Clustering sales compared to total

J

JLamb

Okay, this one is quite a nasty little setup. I need to separate items into
sales clusters that are defined by ranking all the items sales and
determining which ones compose the top 70% of total sales, the next 20, and
the last 10. So in pseudo code terms you need to rank the items from highest
selling to lowest in dollars, calculate the total sales, generate a running
sum, and identify when that running sum reaches 70% of the total sales
dollars.

The data setup is pretty straight forward with each item listed and it's
sales to date for the current month.

I have been able to generate a running sum in a query, but I am still at a
loss of a way to figure out where the top 70% falls. I used a Dsum to
generate the running sum and they only other idea I had was to use a criteria
versus this running sum that takes the Dsum of the entire data set and
multiplies by .70. This seems like it will work technically but when I
attempted to run it the query just hanged for a good 10 mins with no movement
on the progress meter.

The other big problem is that this needs to be dynamically linked to excel
to populate spreadsheets so I am limited in using make tables and so forth.

Anyone got any ideas or suggestions?
 
M

Michel Walsh

Hi,



SELECT a.ItemID
FROM myTable As a LEFT JOIN myTable As b
ON a.Sales < b.Sales
GROUP BY a.ItemID
HAVING SUM(Nz(b.Sales,0)) <= 0.7*(SELECT SUM(Sales) FROM MyTable)





where the 0.7 can be a parameter.

An ItemID will be kept if the sum of all the sales better than its own
(excluding its own sale) makes less the 70% of the total.

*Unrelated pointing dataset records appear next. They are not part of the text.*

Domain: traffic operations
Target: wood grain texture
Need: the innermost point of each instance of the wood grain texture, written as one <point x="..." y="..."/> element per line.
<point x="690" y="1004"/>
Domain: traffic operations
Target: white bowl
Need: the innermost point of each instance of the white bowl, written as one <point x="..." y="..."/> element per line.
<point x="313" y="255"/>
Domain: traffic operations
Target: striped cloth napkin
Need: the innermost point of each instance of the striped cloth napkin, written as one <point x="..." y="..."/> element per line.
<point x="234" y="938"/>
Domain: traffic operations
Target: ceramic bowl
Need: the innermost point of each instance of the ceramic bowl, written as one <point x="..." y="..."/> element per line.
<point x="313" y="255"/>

If there are many items at the 'breaking point", they will all be included,
making so more than 70%, in that case.

If the n best items make 69.9995 % of the total, then, including the n+1
best one will, very likely, make more than exactly 70% too. Using an inner
join rather than the proposed outer join would make a total LESS than
exactly 70%.

As far as updateability is concerned, that query is NOT updateable.